While many of the records destroyed were unique, surviving copies and extracts created by genealogists before 1922 will eventually make their way into the virtual Record Treasury.
In addition the Victorian and pre-Victorian employment of armies of clerks who copied administrative records means that there are some duplicates of the destroyed originals deposited in other archives. Historians and antiquarians also created copies or transcripts of manuscripts, and since 1922 academics and researchers have been ferreting out substitutes for what was lost. The Irish Manuscripts Commission (IMC), a public body founded in 1928, has spent over 90 years publishing editions of such primary sources. A digital collection of the commission’s publications has already been deposited with Beyond 2022.

Significant sources

Major sources for family history will appear in the virtual Record Treasury. For example, the surviving returns and transcripts of an island-wide religious census of 1766 have been entirely digitised and will be fully searchable online for the first time. The original surviving returns from the PROI will be published alongside transcripts or copies from the Genealogical Office (the National Library of Ireland), PRONI, Trinity College and the Representative Church Body Library, the official archive for the Church of Ireland. The census for some parishes recorded the name of the head of household and the number of each religion in their household. Other returns recorded only the numbers of Protestants and Catholics in each parish. Even with found copies, the collection is not complete for the country.

Another important source is the Quit Rent Office copy of the Books of Survey and Distribution. Compiled in the late 17th century, the books document owners of Irish lands prior to the 1640s, and to whom their lands were granted after confiscation – most Catholics’ land was regranted to families, soldiers or investors who supported the 17th-century British military campaigns in Ireland. These records can help you establish when an English or Scottish family might have settled a particular Irish estate.

Beyond 2022 does not mean that the entire census returns from the early 19th century will be reconstituted, or that lost Church of Ireland registers will be restored. However, it is likely that once the Representative Church Body Library’s project to digitise its collection of Church of Ireland registers is complete, they will appear in the virtual Record Treasury, alongside transcripts and copies of lost registers found in other repositories like PRONI and Trinity College. We can also look forward to the digitisation of the Crown and Peace collection, which includes 19th-century ejectment books recording cases for eviction taken against tenants.

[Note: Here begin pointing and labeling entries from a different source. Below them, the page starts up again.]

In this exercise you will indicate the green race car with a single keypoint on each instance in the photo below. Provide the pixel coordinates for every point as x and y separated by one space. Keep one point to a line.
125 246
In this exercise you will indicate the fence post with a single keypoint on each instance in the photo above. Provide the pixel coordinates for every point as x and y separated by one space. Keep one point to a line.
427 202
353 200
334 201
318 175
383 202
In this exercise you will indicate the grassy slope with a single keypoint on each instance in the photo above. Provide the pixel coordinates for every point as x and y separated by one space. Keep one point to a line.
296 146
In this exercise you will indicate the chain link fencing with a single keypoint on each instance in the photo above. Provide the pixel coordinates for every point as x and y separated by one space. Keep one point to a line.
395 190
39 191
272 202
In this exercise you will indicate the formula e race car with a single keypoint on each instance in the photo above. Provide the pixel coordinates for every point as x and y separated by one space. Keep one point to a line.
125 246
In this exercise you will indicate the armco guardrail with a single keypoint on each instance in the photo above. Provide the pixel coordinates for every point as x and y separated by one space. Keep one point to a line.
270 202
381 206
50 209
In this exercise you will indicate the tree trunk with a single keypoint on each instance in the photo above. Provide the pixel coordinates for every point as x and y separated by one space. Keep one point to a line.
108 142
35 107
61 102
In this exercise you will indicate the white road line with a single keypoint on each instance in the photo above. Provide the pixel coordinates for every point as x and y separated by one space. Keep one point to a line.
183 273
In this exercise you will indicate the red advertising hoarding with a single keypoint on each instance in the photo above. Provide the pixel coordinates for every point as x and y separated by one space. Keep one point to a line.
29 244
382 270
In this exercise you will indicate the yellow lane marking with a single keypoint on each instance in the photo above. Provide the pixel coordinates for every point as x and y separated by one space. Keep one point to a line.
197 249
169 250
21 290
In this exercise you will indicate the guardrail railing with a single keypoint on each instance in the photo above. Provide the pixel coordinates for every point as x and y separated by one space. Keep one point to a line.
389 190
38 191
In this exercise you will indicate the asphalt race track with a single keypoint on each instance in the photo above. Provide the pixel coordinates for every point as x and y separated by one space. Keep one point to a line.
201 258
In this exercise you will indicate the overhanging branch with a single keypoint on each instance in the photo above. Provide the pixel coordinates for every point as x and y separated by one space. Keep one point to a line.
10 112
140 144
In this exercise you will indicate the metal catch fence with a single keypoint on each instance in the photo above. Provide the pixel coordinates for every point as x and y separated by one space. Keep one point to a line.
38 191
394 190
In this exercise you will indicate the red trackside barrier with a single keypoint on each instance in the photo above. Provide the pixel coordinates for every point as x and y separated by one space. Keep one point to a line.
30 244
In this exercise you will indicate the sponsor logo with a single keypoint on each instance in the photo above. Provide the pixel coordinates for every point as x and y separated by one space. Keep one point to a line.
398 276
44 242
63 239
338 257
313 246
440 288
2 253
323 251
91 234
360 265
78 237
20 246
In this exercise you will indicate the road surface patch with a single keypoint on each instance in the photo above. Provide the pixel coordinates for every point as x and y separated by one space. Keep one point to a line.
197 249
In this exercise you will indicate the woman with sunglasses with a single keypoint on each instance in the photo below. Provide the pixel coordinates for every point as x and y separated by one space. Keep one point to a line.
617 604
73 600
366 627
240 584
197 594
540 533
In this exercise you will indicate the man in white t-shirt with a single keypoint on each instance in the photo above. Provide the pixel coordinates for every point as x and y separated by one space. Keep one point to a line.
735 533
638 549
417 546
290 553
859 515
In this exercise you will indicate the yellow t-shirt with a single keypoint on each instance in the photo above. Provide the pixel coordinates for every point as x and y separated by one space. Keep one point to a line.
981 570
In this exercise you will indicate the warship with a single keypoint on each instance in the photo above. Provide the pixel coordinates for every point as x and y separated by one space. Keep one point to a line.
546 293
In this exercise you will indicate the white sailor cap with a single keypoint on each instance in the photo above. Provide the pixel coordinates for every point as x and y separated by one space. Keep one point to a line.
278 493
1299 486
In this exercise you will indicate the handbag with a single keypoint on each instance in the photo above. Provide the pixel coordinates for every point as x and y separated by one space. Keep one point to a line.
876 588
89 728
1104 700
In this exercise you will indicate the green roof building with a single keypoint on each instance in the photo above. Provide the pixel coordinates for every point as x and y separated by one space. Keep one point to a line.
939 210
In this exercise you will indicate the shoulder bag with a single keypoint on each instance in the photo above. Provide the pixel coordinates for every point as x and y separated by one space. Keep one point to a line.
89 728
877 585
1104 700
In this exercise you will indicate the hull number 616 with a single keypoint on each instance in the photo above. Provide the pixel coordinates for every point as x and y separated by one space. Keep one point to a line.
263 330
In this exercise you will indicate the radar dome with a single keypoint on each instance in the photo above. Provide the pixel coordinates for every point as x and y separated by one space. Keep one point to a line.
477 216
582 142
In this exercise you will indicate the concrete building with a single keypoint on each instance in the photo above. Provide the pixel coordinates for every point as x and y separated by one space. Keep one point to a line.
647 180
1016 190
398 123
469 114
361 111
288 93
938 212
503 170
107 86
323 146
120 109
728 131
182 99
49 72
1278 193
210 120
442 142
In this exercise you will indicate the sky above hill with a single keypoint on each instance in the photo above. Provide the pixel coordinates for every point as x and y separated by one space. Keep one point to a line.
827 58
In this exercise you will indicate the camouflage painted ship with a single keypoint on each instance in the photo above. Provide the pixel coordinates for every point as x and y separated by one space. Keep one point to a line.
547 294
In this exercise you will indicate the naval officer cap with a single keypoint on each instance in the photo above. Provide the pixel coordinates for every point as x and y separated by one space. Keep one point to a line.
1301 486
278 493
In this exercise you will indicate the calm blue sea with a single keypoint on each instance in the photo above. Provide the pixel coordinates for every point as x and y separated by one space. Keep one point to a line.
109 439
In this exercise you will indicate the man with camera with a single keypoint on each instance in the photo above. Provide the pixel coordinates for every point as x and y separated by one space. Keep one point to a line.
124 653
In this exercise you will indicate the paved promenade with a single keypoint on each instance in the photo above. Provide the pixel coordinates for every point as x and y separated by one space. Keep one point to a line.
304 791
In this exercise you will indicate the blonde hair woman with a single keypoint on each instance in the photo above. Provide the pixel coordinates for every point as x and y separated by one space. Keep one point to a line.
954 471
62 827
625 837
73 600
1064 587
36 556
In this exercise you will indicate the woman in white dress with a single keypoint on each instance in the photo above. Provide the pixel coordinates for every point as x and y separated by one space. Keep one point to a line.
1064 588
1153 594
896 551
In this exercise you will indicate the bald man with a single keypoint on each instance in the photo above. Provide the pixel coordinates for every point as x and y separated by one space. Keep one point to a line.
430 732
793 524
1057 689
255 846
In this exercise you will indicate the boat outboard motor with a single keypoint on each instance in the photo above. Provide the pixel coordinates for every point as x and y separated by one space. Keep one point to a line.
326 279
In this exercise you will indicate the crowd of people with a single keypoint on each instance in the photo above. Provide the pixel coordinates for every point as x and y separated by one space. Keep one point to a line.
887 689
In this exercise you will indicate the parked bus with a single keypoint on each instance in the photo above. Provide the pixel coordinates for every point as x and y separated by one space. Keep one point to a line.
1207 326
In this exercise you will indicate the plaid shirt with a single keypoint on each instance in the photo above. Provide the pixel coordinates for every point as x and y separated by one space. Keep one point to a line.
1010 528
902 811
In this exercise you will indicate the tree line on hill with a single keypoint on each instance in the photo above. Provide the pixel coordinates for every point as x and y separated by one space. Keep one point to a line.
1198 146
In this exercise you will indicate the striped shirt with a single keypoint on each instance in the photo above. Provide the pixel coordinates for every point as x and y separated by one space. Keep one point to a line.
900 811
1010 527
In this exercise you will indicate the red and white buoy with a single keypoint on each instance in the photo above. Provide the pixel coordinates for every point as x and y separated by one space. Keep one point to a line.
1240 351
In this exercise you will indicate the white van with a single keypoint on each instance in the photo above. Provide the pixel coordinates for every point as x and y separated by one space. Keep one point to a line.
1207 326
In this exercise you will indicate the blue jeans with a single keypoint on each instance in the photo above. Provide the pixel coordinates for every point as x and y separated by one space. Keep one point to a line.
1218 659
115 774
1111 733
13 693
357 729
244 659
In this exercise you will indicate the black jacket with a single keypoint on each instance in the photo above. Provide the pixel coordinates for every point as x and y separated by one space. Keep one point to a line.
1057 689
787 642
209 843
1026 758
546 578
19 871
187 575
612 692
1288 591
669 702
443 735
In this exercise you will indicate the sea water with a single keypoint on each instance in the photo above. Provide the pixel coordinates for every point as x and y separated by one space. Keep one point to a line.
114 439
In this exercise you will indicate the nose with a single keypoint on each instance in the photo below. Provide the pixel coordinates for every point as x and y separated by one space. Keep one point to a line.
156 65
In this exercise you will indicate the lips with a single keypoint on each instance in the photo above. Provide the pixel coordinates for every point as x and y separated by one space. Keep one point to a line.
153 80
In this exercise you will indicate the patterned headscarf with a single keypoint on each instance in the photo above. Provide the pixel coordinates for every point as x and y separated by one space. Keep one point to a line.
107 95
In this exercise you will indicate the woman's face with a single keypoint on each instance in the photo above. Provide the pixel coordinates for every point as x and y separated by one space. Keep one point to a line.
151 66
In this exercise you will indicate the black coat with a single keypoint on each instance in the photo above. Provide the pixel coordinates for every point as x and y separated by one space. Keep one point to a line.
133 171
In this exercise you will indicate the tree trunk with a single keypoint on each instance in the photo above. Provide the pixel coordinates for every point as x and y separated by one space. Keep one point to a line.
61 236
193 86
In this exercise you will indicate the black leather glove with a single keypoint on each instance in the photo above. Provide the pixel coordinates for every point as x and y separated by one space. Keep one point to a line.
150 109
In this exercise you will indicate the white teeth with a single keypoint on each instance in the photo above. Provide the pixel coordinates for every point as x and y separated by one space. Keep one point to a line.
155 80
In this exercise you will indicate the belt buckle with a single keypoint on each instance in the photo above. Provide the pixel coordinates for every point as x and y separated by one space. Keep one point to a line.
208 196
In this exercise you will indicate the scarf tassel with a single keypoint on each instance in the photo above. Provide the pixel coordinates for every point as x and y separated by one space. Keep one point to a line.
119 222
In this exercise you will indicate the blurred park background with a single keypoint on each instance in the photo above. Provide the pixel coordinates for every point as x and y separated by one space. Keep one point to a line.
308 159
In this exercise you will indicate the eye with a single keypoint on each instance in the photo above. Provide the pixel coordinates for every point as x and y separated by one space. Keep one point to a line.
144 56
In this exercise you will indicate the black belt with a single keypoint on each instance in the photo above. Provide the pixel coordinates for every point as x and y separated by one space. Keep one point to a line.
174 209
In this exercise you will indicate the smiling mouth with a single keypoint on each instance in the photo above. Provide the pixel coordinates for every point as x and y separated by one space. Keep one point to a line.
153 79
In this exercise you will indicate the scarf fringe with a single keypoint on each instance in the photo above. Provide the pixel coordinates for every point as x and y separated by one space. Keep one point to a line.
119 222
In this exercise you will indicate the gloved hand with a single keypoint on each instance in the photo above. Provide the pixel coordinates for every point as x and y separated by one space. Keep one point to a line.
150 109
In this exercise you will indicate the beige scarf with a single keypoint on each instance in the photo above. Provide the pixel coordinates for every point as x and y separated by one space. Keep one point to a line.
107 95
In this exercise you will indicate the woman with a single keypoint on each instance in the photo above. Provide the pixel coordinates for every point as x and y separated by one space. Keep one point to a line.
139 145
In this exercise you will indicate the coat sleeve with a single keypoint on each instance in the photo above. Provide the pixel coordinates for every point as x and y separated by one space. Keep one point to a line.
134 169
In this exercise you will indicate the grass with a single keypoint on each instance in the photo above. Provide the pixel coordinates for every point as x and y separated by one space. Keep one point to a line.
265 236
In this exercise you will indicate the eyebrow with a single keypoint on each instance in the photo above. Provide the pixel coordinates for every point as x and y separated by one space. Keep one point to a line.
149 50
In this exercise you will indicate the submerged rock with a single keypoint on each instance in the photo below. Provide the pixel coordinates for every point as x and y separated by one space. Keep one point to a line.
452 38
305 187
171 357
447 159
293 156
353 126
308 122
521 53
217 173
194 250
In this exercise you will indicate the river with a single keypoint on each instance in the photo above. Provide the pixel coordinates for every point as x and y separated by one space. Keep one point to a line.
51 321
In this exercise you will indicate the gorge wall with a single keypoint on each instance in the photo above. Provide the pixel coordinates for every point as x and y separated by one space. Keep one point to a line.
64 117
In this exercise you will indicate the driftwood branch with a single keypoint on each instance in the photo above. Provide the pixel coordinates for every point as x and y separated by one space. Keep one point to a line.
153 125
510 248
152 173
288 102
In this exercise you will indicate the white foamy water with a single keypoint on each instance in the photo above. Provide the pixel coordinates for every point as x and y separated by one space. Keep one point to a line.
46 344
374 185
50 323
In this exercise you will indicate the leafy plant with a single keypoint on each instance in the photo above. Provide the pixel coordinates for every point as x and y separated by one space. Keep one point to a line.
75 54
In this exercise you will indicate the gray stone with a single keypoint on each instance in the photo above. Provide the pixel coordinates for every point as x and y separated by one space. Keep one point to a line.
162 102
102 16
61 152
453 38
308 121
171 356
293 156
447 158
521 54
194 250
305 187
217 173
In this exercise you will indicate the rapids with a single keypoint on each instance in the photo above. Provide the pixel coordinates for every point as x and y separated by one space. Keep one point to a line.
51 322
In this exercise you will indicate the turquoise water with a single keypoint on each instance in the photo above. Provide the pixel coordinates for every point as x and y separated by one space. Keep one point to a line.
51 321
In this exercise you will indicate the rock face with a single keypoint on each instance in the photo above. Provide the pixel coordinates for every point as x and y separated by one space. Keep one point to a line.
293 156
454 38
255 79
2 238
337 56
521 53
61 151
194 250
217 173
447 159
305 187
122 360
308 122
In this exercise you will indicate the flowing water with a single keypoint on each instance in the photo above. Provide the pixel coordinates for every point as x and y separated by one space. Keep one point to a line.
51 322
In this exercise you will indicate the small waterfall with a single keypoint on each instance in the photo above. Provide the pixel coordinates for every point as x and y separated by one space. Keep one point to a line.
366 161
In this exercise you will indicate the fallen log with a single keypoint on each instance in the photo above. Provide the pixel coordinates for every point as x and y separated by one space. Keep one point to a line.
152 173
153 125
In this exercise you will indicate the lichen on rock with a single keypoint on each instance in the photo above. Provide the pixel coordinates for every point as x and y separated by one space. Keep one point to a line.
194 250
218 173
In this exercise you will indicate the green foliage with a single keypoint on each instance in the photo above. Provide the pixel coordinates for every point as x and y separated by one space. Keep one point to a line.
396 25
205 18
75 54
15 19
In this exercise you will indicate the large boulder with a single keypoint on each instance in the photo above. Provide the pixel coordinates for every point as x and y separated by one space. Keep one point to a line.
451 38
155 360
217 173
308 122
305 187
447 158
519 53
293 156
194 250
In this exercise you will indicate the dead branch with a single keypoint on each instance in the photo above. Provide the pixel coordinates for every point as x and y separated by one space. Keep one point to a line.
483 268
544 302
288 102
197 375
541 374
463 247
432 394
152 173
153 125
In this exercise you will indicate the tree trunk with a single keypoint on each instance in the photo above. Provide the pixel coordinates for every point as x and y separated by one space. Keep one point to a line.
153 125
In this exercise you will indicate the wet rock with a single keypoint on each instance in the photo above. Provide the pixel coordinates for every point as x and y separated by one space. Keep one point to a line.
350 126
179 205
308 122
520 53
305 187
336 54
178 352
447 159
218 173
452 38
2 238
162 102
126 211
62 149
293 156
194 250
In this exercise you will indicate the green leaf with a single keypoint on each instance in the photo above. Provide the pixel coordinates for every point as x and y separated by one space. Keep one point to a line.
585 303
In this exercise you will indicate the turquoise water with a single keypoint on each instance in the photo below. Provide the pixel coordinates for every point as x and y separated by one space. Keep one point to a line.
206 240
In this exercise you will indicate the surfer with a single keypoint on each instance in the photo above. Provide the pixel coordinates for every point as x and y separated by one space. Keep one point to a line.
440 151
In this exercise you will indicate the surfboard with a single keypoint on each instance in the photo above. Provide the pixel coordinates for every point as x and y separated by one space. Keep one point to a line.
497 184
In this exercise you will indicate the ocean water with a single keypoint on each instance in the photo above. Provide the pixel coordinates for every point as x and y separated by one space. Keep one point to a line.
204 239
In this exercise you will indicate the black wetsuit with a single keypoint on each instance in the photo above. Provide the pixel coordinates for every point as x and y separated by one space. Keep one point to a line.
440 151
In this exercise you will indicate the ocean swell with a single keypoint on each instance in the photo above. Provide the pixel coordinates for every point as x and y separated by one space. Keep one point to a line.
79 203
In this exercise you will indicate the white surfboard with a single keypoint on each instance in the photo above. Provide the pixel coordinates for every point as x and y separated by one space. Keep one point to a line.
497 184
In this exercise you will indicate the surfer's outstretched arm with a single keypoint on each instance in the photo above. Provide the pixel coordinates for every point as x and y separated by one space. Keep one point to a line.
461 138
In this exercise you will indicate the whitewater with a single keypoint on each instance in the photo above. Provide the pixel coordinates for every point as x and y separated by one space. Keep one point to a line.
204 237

The Beyond 2022 project has seen historians, archivists and conservators from around the world exploit new technology to bring old, sometimes forgotten or even lost manuscripts together to recreate, as much as possible, PROI’s original collection. Coming at the end of Ireland’s decade of centenaries, this project will leave a legacy, not of frustration and muttered curses for Rory O’Connor and his men, but one of collaboration and restoration.